Byline: Louise Farr
LOS ANGELES — No one could accuse Bronson van Wyck of holding back in his role as new party-planning darling of the socio-political world.
For a private bash last New Year’s Eve, in a tent in a meadow on the banks of an Idaho river, van Wyck hauled in 48 planted trees for the environmental-conscious hostess he discreetly refuses to name, but other guests who rave about the party say it was Teresa Heinz.
“It was a cold, wintry night. He brought in a fireplace and he made the room like her living room. I told him I’d been to a lot of parties and I’d never seen anything so beautiful in my life,” says Anne Ford about the evening, which included a Memphis band called the Soul Babies, a transparent tent wall with lights sparkling on trees across the river, and fireworks exploding from the centerpieces.
It wasn’t easy. Van Wyck had to reinforce the tent’s wooden floor with steel beams to support the heavy trees. Then, so that condensation wouldn’t drip on the guests, he designed a special lining and duct system between tent and liner.
“At one point, I called my science teacher from 8th grade to say, ‘Tell me a little something about convection,”‘ says van Wyck, sitting in his apartment in Hancock Park’s historic Los Altos building, where he’s surrounded by orchids, bowls of lemons and a persistently affectionate cat. “I know a lot about welding now and a lot about physics. Without meaning to, I’m becoming a Renaissance man.”

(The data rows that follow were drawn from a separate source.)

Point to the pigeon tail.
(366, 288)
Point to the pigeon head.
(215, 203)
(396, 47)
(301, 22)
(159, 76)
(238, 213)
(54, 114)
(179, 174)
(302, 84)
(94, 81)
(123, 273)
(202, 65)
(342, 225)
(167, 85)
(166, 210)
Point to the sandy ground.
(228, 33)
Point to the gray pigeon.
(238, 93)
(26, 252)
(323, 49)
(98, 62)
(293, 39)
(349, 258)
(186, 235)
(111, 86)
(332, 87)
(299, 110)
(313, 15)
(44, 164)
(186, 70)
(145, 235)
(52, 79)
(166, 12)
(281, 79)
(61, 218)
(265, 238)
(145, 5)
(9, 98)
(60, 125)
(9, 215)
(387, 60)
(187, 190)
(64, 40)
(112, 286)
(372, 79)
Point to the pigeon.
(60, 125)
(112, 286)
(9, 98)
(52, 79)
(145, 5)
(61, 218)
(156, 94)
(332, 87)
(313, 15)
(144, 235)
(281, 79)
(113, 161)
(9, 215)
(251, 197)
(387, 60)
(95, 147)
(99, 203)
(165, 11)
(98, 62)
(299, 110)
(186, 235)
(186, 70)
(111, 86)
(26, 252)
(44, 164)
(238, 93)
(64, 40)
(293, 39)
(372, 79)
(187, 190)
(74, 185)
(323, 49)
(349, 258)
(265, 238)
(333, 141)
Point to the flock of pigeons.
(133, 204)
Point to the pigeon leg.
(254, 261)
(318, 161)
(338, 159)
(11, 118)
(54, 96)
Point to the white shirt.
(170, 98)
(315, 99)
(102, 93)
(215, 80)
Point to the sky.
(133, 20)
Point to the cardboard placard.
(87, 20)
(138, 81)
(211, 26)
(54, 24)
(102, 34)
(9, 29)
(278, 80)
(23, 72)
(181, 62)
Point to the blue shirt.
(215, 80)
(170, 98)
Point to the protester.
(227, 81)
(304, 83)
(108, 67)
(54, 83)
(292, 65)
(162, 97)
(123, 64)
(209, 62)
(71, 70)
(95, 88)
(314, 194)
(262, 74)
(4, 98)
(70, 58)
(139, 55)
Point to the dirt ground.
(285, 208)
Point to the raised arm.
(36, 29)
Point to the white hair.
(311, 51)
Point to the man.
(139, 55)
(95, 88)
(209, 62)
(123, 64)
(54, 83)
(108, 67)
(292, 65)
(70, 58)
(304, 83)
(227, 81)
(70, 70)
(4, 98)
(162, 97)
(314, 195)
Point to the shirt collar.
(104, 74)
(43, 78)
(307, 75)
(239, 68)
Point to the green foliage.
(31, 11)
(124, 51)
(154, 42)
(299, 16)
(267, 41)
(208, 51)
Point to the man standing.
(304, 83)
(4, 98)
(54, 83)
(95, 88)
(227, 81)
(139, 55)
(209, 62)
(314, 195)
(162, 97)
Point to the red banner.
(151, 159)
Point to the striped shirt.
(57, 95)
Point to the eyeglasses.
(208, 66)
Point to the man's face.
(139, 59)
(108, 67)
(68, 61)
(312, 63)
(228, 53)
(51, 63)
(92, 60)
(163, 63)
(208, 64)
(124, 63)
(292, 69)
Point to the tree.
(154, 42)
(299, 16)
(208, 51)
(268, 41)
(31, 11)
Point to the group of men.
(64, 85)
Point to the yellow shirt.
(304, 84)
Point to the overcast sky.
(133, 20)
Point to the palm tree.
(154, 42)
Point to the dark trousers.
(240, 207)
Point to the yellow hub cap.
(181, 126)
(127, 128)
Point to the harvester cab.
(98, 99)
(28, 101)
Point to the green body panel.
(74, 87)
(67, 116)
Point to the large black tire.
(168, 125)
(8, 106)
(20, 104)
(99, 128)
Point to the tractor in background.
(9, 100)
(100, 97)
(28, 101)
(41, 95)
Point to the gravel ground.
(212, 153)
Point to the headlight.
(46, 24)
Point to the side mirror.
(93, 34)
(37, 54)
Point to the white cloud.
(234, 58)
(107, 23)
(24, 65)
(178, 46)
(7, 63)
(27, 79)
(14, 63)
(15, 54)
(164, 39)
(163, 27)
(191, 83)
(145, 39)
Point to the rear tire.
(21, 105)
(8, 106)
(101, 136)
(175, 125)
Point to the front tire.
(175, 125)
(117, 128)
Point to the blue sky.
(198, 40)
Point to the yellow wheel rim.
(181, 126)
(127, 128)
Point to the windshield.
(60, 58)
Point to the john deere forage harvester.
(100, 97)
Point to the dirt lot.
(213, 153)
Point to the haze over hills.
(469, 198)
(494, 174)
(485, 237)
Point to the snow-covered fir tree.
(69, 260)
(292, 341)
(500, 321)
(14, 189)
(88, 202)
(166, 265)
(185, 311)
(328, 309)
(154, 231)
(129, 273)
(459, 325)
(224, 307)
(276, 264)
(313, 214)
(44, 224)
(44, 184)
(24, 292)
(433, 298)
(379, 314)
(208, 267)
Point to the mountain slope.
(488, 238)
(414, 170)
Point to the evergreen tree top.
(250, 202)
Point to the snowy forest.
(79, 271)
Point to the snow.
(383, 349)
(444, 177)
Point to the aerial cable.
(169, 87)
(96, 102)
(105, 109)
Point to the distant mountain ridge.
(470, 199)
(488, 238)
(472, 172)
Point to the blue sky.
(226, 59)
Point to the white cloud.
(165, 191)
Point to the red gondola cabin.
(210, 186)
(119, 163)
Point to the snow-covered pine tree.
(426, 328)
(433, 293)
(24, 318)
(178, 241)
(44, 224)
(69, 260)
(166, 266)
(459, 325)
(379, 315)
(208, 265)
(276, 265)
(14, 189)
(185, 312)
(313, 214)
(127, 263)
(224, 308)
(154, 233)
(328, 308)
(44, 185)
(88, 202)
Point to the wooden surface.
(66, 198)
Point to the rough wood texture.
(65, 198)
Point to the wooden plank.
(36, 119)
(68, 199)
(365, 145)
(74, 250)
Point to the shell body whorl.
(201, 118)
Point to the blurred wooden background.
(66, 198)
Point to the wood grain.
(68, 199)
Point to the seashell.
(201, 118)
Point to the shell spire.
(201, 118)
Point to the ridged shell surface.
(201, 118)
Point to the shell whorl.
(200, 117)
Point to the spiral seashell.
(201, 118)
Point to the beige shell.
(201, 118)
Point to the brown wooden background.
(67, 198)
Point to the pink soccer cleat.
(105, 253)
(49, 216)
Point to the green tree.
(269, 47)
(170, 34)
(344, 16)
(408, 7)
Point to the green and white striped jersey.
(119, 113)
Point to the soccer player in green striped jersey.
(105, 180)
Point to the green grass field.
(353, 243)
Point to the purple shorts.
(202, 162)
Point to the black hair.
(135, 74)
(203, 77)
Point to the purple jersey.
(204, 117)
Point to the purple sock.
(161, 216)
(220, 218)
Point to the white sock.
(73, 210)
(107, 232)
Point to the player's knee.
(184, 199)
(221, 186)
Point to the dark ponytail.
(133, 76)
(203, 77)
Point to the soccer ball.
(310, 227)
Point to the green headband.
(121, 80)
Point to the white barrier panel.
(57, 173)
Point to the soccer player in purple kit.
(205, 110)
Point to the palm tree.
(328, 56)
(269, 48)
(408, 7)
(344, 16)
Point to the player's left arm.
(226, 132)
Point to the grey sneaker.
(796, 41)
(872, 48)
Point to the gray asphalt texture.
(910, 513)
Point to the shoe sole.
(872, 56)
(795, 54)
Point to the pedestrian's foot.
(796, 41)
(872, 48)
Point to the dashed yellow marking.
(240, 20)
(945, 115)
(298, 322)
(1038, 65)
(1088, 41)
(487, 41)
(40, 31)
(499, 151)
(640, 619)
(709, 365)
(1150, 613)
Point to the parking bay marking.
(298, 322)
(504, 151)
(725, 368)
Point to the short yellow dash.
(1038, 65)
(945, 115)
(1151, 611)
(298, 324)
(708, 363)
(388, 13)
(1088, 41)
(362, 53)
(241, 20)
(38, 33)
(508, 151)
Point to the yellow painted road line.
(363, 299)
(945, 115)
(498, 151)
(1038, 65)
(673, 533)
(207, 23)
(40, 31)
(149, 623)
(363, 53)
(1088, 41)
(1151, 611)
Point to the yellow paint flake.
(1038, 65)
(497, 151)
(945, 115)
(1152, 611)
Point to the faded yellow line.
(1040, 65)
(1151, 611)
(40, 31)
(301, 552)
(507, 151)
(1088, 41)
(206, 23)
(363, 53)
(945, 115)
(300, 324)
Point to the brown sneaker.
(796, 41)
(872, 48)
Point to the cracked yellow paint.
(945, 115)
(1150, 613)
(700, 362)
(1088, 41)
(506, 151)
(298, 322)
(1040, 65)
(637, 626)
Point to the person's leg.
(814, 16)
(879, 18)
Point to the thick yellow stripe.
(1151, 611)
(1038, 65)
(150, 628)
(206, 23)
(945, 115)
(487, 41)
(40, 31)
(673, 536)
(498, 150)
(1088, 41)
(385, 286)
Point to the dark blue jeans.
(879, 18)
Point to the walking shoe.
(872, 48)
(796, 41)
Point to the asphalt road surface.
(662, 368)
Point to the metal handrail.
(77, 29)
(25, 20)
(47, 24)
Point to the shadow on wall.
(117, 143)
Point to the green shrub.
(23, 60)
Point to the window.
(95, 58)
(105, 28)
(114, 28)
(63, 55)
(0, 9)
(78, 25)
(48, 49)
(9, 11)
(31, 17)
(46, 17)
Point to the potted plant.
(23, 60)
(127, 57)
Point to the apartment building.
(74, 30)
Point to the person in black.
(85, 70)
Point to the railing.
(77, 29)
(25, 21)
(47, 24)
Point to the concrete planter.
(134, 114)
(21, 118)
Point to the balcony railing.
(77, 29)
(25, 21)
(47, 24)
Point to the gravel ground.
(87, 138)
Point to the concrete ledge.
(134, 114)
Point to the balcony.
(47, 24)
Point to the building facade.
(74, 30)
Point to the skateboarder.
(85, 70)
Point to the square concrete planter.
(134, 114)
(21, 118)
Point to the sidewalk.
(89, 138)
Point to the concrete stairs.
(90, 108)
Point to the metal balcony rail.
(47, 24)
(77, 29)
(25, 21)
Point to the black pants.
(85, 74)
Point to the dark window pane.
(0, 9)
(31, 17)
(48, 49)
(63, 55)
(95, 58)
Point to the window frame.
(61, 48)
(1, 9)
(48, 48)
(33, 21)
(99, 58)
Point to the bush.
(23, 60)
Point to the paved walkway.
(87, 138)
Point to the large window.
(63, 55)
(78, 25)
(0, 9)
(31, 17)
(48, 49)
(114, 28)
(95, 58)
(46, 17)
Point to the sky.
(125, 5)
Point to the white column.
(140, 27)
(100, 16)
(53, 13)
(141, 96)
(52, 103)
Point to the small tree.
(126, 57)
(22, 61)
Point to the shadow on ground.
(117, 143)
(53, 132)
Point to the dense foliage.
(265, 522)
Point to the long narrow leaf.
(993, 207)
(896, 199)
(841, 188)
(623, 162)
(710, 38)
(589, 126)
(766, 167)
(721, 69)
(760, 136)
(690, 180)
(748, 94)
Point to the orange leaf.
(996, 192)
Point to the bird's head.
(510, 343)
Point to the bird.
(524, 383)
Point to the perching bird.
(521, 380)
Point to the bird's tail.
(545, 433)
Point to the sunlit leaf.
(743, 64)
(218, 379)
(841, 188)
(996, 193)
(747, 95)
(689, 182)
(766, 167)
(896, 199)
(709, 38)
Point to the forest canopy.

Zelig’s more like it for the well-connected van Wyck, who grew up in a pecan grove on a rice farm outside Little Rock, where his parents were pals of Bill and Hillary. Later, at Yale, van Wyck drew attention with his elegant off-campus galas. “There were parties there with people barfing, but that wasn’t Bronson’s scene,” says his friend Jill Kopelman. “He brought glamour to New Haven.”
After drumming up campus support for the Clinton presidential campaign, he helped Hillary with her correspondence, then popped up in Paris as protocol assistant to Pamela Harriman. Four years ago, he landed in Los Angeles, where he assisted producer Al Uzielli at Destination Films. “There’s almost a Truman Capote feeling about him,” says Uzielli. “It’s a showman quality, but it’s not blown up enough to be false.”
His showmanship extended to an impromptu birthday dinner he tossed for Uzielli. “He’s a little crazy,” says Uzielli’s mother, Ford, “and I think that’s what makes him so talented.” Ford advised van Wyck to stop what he was doing and turn party-planner.
Taking her advice, van Wyck left Destination Films and called in his mother, Mary Lynn, whose self-planned 1969 wedding made the “Town & Country” 1996 Best of the Century list, to work with him. “The process should be as much fun as the end result,” says son van Wyck, whose style can range from Corbusier furniture and rose topiary balls hung on filament wire to a swing club DNC fund-raiser that took in 20 times its cost. Part of his approach includes keeping a lean budget and interviewing private clients about what kind of movies they like and where they travel. “If I do my job well enough, no one needs to know the hostess didn’t do it,” he says.
“The parties they throw are always unforgettable,” says Hillary Clinton, who praises the van Wycks’ taste and hard work. Now the company’s client list includes Fords, Lazards, Senator Edward Kennedy and Mellons. With wedding season approaching, Van Wyck & Van Wyck is working on a reception in Nantucket, Mass., and two in the Hamptons in New York, one of which Mary Lynn van Wyck has been scouting the perfect rustic barn. (“He made a tent in the pouring rain look beautiful,” says Marina Rust, whose rehearsal dinner Bronson van Wyck staged last year.) In a coup, the van Wycks have landed the high-end parties for the Democrats’ upcoming August convention in Los Angeles.
“You look at some of the people who do this for a living and you think, would you want to have them over for dinner?” van Wyck asks, pondering his newfound success. “I hope people would want to have us for dinner, and not because we travel everywhere with massive quantities of French tulips and live orchids.”